Wednesday, 16 January 2013

The Hero's Journey and Me


To write about myself is not something that comes easily to me. I guess I prefer not to push myself on to others, and presume that others come to this blog because of the Garbologie story or the insights in waste or something similar impersonal.

And yet. And yet. Some of my most popular posts are about the personal journey I am on. My relatively unexciting post about why I couldn't write a post is far and away the most popular I've written. Another popular post is about moving from a job to building a business. A post about my social media epiphany was also well read.

So I am forced to concede that people are interested in the "I", the "Ich" behind the creation of Garbologie. And perhaps it comes to that art of story-writing - in reading about the story of somebody making something anew, we want to see the person transformed through the narrative arc.

The Hero Archetype

It is the Hero's Journey. This archetypal story is deep in our cultural psyche, this tale of the person and the transformation. As I am reminded in a recent post by +Grizwald Grim, it is About Me. Deeply so.





About Me


Right now seems an especially bad time to write about me. I am not standing astride mountains. I do not have the world laid out before me awaiting the guiding hand of its conqueror. Hell, I don't even feel master of my own destiny. I feel torn, unfocused, endoubted*.

All of this comes hot on the heels of seeing the grand vision and liking it very much. Like a cold, still Winter's day, what was crystal clear has become enshrouded in mist drifting across from a dark and sombre lake.

Of course, I know this will pass.

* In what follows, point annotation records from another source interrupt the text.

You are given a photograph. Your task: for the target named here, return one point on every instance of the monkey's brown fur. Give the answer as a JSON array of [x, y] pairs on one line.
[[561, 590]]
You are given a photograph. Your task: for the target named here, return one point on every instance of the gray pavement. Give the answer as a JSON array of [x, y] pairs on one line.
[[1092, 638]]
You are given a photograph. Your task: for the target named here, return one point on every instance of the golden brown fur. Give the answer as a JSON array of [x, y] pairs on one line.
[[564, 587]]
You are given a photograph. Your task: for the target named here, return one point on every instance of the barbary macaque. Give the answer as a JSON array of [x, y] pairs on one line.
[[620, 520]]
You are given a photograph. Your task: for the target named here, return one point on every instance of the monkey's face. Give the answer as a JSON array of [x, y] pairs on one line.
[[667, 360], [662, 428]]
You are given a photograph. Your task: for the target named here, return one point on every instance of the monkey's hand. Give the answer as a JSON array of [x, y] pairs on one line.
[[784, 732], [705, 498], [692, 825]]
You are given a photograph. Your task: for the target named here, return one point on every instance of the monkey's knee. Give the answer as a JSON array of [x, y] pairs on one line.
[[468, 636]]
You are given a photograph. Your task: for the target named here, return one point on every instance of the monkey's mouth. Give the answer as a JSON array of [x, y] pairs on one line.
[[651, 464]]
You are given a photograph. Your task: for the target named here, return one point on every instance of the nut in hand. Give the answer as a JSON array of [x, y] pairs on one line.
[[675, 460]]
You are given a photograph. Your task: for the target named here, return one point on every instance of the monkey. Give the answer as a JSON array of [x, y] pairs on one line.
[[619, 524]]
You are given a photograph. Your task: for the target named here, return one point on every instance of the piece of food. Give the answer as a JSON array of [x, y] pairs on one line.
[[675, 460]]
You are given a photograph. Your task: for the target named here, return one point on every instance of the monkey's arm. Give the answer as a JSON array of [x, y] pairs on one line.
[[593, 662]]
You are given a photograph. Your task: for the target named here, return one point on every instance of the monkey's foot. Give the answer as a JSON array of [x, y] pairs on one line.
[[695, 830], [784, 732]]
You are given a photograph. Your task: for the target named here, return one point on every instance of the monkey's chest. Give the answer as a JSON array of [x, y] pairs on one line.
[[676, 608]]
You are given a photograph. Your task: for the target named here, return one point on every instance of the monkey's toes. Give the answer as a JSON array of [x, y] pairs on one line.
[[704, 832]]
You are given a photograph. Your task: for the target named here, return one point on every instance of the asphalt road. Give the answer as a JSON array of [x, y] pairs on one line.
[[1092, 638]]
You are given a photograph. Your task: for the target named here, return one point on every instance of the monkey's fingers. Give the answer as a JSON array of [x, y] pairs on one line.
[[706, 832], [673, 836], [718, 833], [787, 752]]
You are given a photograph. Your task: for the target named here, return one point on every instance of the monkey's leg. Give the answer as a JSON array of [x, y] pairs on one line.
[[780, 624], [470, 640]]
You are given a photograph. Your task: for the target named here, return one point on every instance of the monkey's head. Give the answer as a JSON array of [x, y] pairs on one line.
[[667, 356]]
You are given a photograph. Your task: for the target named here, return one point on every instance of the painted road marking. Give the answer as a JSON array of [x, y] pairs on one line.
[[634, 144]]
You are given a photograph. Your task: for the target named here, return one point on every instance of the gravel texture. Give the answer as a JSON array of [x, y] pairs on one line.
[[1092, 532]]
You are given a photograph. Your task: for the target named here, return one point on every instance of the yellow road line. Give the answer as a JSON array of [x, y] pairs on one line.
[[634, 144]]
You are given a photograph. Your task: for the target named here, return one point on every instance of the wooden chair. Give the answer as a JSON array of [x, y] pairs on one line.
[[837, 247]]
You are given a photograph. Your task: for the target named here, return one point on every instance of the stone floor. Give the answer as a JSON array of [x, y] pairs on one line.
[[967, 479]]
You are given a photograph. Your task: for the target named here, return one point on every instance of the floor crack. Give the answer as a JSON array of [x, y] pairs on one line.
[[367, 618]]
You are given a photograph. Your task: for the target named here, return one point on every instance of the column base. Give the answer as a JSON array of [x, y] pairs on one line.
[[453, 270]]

It always does. And then I'll feel fine, then great, then crap, then great, then ok. And everything in between.

How do I pull through? Well, I mostly just take comfort in the fact that I know it will go. Once upon a time, in a different life, I would go for a charge through overgrown bush tracks on a strong horse, or ride my motorbike around some twisty roads, or just go for a leisurely run along dusty trails. Those pursuits are behind me now, and so I can only trade off their memory.

That memory is generally enough. The memory and the knowledge that, in the story that is written by my actions, I am transformed. And that act of transformation is not simple, not painless, and it's certainly not ever finished.

This is how we are


I don't think I'm any different to anybody else in this. I have big dreams, and they get snagged on the realities of life, pulled down in the undertow of busy little things. Just like everybody else.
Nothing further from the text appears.